Węgierski perkusista Marton Juhasz do swojego nowego projektu „Metropolis” zaprosił znakomitych muzyków : saksofonistę Charley’a Rose, gitarzystę Fabio Gouvea, klawiszowca Lorenzo Vitolo oraz basistę Jérémie Krüttli. Sobie pozostawił luksus kompozytora całej sesji. Perkusista koncertowal wcześniej z tak uznanymi muzykami, jak Gilad Hekselman, Wolfgang Muthspiel czy Jorge Rossy; w 2016 i 2017 roku został okrzyknięty „Perkusistą Roku” w ankiecie czytelników online JazzMa, a jego album  „Pannon Blue” z udziałem Lionela Loueke zdobył Gramofon –  nagrodę „Najlepszy węgierski album jazzowy” w 2017 roku.

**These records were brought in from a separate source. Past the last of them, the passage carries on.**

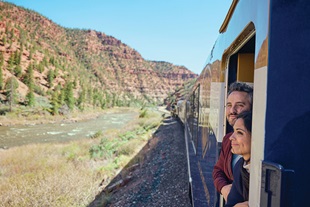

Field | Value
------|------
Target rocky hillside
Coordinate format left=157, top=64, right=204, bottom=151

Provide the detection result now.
left=0, top=2, right=197, bottom=111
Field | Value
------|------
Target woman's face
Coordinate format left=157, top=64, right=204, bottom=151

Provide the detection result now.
left=229, top=118, right=251, bottom=160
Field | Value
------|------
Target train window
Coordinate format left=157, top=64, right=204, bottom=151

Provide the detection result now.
left=237, top=53, right=254, bottom=83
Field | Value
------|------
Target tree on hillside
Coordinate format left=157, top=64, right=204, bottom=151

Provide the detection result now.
left=23, top=64, right=34, bottom=89
left=65, top=81, right=75, bottom=110
left=76, top=89, right=86, bottom=111
left=47, top=69, right=55, bottom=88
left=51, top=91, right=59, bottom=115
left=5, top=77, right=18, bottom=111
left=0, top=53, right=4, bottom=90
left=26, top=89, right=35, bottom=107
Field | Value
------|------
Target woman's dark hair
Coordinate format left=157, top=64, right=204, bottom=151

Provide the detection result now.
left=237, top=111, right=252, bottom=201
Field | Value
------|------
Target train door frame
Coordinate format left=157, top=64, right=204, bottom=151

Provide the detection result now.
left=219, top=22, right=256, bottom=207
left=222, top=22, right=256, bottom=137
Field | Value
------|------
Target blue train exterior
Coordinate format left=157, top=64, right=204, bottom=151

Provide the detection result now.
left=177, top=0, right=310, bottom=207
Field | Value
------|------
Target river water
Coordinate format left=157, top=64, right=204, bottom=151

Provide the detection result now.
left=0, top=111, right=137, bottom=148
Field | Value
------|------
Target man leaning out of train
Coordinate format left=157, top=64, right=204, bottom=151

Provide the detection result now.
left=212, top=82, right=253, bottom=201
left=225, top=111, right=252, bottom=207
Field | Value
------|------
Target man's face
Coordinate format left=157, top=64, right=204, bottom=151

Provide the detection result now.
left=226, top=91, right=251, bottom=126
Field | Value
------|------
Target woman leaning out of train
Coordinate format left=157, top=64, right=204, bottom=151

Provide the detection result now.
left=225, top=111, right=252, bottom=207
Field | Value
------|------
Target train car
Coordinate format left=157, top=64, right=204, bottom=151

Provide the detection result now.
left=183, top=0, right=310, bottom=207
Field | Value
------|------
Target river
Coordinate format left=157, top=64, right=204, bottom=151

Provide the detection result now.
left=0, top=111, right=137, bottom=148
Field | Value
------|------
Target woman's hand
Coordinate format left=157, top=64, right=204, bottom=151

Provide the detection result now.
left=234, top=201, right=249, bottom=207
left=221, top=184, right=232, bottom=201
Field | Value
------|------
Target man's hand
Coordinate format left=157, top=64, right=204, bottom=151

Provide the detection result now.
left=221, top=184, right=232, bottom=201
left=234, top=201, right=249, bottom=207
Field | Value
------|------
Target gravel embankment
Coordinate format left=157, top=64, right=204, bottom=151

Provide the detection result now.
left=89, top=117, right=191, bottom=207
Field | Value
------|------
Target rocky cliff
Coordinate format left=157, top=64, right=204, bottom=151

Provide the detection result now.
left=0, top=2, right=197, bottom=106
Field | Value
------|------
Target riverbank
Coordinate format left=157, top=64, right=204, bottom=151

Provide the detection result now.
left=0, top=108, right=162, bottom=207
left=0, top=107, right=139, bottom=126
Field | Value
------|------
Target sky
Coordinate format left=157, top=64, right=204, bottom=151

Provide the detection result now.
left=5, top=0, right=232, bottom=74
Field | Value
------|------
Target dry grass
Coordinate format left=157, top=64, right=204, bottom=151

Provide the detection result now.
left=0, top=107, right=160, bottom=207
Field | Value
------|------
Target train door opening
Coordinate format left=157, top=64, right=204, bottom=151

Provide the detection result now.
left=219, top=32, right=255, bottom=207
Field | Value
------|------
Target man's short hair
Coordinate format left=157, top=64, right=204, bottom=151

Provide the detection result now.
left=227, top=82, right=253, bottom=104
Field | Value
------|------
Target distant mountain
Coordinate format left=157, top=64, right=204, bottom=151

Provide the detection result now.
left=0, top=2, right=197, bottom=112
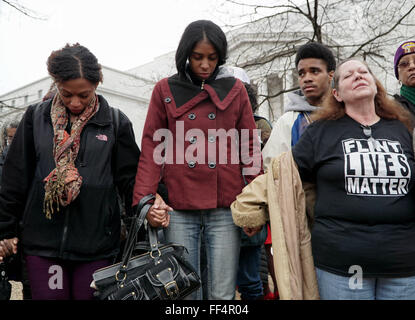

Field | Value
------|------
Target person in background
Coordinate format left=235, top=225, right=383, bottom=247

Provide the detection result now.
left=133, top=20, right=262, bottom=300
left=232, top=58, right=415, bottom=300
left=262, top=42, right=336, bottom=298
left=262, top=42, right=336, bottom=170
left=0, top=43, right=168, bottom=300
left=224, top=67, right=270, bottom=300
left=394, top=40, right=415, bottom=123
left=0, top=120, right=19, bottom=186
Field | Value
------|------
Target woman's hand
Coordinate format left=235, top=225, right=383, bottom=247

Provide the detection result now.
left=147, top=193, right=173, bottom=228
left=0, top=238, right=19, bottom=262
left=243, top=226, right=262, bottom=237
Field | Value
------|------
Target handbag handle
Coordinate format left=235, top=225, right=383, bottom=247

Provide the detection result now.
left=117, top=194, right=157, bottom=272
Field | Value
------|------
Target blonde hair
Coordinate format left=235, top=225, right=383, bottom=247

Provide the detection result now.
left=311, top=58, right=414, bottom=133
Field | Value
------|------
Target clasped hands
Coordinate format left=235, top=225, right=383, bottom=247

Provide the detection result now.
left=243, top=226, right=262, bottom=237
left=147, top=194, right=173, bottom=228
left=0, top=238, right=19, bottom=262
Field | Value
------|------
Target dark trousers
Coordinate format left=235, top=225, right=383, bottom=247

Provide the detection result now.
left=237, top=246, right=264, bottom=300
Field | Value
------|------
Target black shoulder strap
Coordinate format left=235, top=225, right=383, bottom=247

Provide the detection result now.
left=111, top=108, right=120, bottom=143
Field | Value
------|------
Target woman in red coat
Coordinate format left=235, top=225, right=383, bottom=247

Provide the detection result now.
left=133, top=20, right=262, bottom=300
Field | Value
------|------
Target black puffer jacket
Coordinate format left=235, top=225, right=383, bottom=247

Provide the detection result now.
left=0, top=96, right=140, bottom=260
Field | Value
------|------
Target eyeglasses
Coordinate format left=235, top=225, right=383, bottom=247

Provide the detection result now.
left=398, top=58, right=415, bottom=69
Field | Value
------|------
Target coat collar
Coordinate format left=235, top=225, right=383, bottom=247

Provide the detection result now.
left=161, top=74, right=243, bottom=118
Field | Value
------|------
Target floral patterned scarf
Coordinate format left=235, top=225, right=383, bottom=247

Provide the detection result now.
left=43, top=94, right=98, bottom=219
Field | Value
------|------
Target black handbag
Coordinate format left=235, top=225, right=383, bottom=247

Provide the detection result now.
left=91, top=195, right=201, bottom=300
left=0, top=262, right=12, bottom=300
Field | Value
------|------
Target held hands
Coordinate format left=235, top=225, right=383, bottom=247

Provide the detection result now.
left=243, top=226, right=262, bottom=237
left=0, top=238, right=19, bottom=262
left=147, top=193, right=173, bottom=228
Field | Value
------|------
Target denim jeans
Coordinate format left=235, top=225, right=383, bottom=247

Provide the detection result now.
left=165, top=208, right=241, bottom=300
left=316, top=268, right=415, bottom=300
left=237, top=246, right=264, bottom=300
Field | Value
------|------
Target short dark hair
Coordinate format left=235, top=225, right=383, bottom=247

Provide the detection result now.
left=47, top=43, right=103, bottom=84
left=176, top=20, right=228, bottom=74
left=295, top=42, right=336, bottom=72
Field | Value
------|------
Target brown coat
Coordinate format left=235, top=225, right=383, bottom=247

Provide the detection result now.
left=231, top=151, right=319, bottom=300
left=133, top=76, right=262, bottom=210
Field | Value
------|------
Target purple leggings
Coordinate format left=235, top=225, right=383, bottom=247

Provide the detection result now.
left=26, top=256, right=111, bottom=300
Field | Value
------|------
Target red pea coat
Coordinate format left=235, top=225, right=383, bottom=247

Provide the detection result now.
left=133, top=71, right=262, bottom=210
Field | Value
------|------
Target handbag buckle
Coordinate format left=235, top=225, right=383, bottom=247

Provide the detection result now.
left=115, top=270, right=127, bottom=282
left=164, top=280, right=179, bottom=298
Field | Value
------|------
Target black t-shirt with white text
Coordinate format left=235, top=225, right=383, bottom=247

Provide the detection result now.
left=292, top=115, right=415, bottom=277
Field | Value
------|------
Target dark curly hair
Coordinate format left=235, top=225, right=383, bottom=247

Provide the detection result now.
left=47, top=43, right=103, bottom=84
left=176, top=20, right=228, bottom=75
left=295, top=42, right=336, bottom=72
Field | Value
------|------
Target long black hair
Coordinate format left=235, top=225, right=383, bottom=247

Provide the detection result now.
left=47, top=43, right=103, bottom=84
left=176, top=20, right=228, bottom=74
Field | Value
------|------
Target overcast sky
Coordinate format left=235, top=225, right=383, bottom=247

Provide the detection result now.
left=0, top=0, right=247, bottom=95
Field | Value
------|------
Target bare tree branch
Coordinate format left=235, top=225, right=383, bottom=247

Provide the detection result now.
left=1, top=0, right=47, bottom=20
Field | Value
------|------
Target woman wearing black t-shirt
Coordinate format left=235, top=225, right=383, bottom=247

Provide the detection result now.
left=292, top=59, right=415, bottom=299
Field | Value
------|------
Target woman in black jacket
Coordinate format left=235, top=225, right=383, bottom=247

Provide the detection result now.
left=394, top=41, right=415, bottom=124
left=0, top=44, right=171, bottom=299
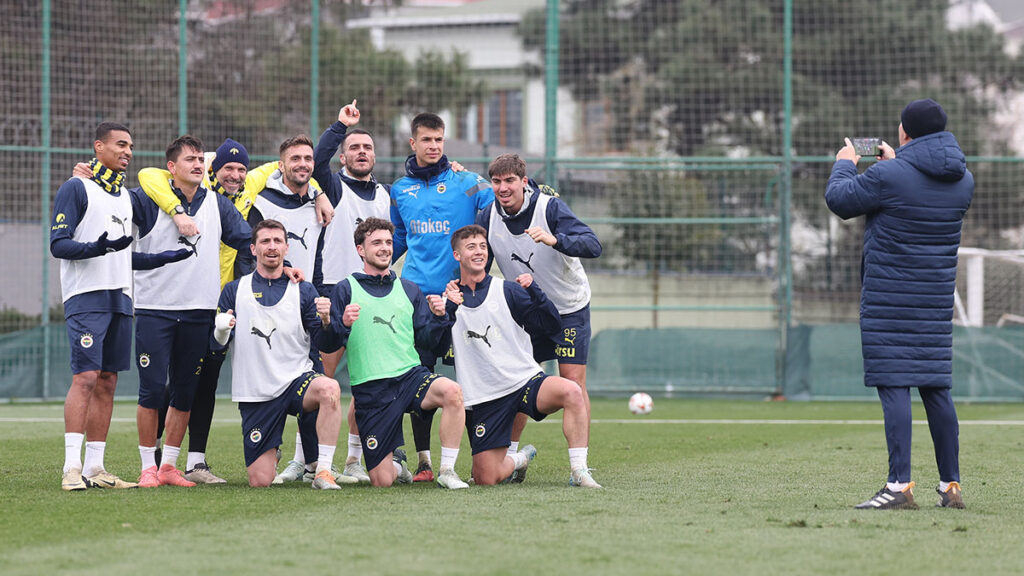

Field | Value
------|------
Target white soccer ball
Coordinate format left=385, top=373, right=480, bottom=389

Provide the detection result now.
left=630, top=392, right=654, bottom=414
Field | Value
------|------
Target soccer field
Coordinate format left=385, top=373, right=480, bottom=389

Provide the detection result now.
left=0, top=399, right=1024, bottom=575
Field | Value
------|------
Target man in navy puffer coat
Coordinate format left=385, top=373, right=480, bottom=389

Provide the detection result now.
left=825, top=99, right=974, bottom=509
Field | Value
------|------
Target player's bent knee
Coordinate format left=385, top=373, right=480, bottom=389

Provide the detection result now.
left=443, top=380, right=464, bottom=410
left=311, top=377, right=341, bottom=408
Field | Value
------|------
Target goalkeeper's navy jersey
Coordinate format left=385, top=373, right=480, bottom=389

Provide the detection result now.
left=391, top=156, right=495, bottom=294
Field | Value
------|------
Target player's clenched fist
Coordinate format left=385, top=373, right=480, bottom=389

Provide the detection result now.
left=341, top=304, right=359, bottom=328
left=338, top=100, right=359, bottom=127
left=444, top=280, right=463, bottom=305
left=313, top=296, right=331, bottom=326
left=427, top=294, right=444, bottom=316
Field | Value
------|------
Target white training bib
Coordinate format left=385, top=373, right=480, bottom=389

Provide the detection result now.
left=253, top=170, right=321, bottom=278
left=231, top=274, right=313, bottom=402
left=322, top=174, right=391, bottom=285
left=452, top=278, right=541, bottom=408
left=57, top=178, right=132, bottom=302
left=487, top=193, right=590, bottom=316
left=135, top=191, right=221, bottom=310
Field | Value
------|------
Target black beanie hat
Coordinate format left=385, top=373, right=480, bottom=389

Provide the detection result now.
left=210, top=138, right=249, bottom=172
left=899, top=98, right=946, bottom=138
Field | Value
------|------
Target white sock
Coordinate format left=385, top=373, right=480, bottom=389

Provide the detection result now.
left=316, top=444, right=337, bottom=474
left=886, top=482, right=910, bottom=492
left=63, top=433, right=85, bottom=471
left=292, top=433, right=306, bottom=464
left=509, top=452, right=529, bottom=469
left=569, top=446, right=588, bottom=470
left=138, top=446, right=157, bottom=470
left=438, top=446, right=459, bottom=471
left=185, top=452, right=206, bottom=470
left=82, top=442, right=106, bottom=478
left=345, top=434, right=362, bottom=462
left=160, top=444, right=181, bottom=468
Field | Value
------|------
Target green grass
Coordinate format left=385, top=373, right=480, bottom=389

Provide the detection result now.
left=0, top=399, right=1024, bottom=575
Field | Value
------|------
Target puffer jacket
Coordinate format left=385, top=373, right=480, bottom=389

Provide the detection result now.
left=825, top=132, right=974, bottom=387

Kończąc studia w Berklee College of Music – mówi Marton Juhasz – coraz bardziej interesowałem się historią muzyczną i kulturową zestawu perkusyjnego i ostatecznie rozszerzyłem swoje badania, aby zbadać afrykańskie dziedzictwo muzyczne i jego związek z muzyką jazzową. Poświęciłem dużo czasu i energii na studiowanie muzyki afrykańskiej oraz zbieranie i analizowanie zarówno tradycyjnych, jak i nowoczesnych nagrań. Ukoronowaniem tych badań była moja płyta „Euro-African Playground” z 2015 roku, na której próbowałem zintegrować to, czego dowiedziałem się o muzyce i jej kontekście społecznym. W ramach moich studiów w Jazzcampus Basel mam teraz okazję brać lekcje u Malcolma Braffa. Szczególnie interesuje mnie jego teoria rytmicznej frazy i planuję zastosować jego spostrzeżenia w mojej muzyce. W tym roku mogę uczyć się u Lionela Loueke i czekam na jego uwagi i opinie na temat mojego grania. Dla mnie jednymi z najbardziej ekscytujących osiągnięć współczesnego jazzu jest zastosowanie nowych technik muzycznych do bardziej tradycyjnych podejść zespołowych. Te same dzieła niemieckiego perkusisty-kompozytora Christiana Lillingera przychodzą mi na myśl jako świetne przykłady bardzo odmiennej  muzyki, udowadniając, że wyraźnie oryginalnie brzmiąca muzyka jest nadal możliwa. Podczas pandemii studiowałem informatykę na Uniwersytecie w Bazylei przez trzy semestry. Spośród szerokiej gamy fascynującego materiału, który mi przedstawiono, byłem szczególnie pod wrażeniem teorii grafów, ponieważ dostrzegłem jej natychmiastowe zastosowania w moim procesie komponowania i ćwiczeń. Krótko mówiąc, można wziąć dowolną liczbę abstrakcyjnych elementów muzycznych (np. dynamikę, harmonię, długość taktu) i użyć ich do stworzenia cyklu o najkrótszej możliwej długości, który nadal zawiera alby możliwych przejść z jednego do drugiego. Oznacza to, że przy użyciu zestawu elementów muzycznych mogę stworzyć bardzo krótki, ale bogaty w informacje cykl muzyczny. Planuję włączyć te realizacje do mojego procesu kompozycyjnego. Jeśli chodzi o moją własną grę na instrumentach i ćwiczenia, chciałbym zbadać współczesny repertuar klasycznych zestawów perkusyjnych. Poszukuję zrozumienia muzycznego wpływu złożoności i tego, jak można go wykorzystać do tworzenia nowych lub niezwykłych faktur. Interesuje mnie również napięcie między muzyką pisaną a improwizacją. Czy możliwe jest napisanie muzyki, która brzmi, jakby była improwizowana”.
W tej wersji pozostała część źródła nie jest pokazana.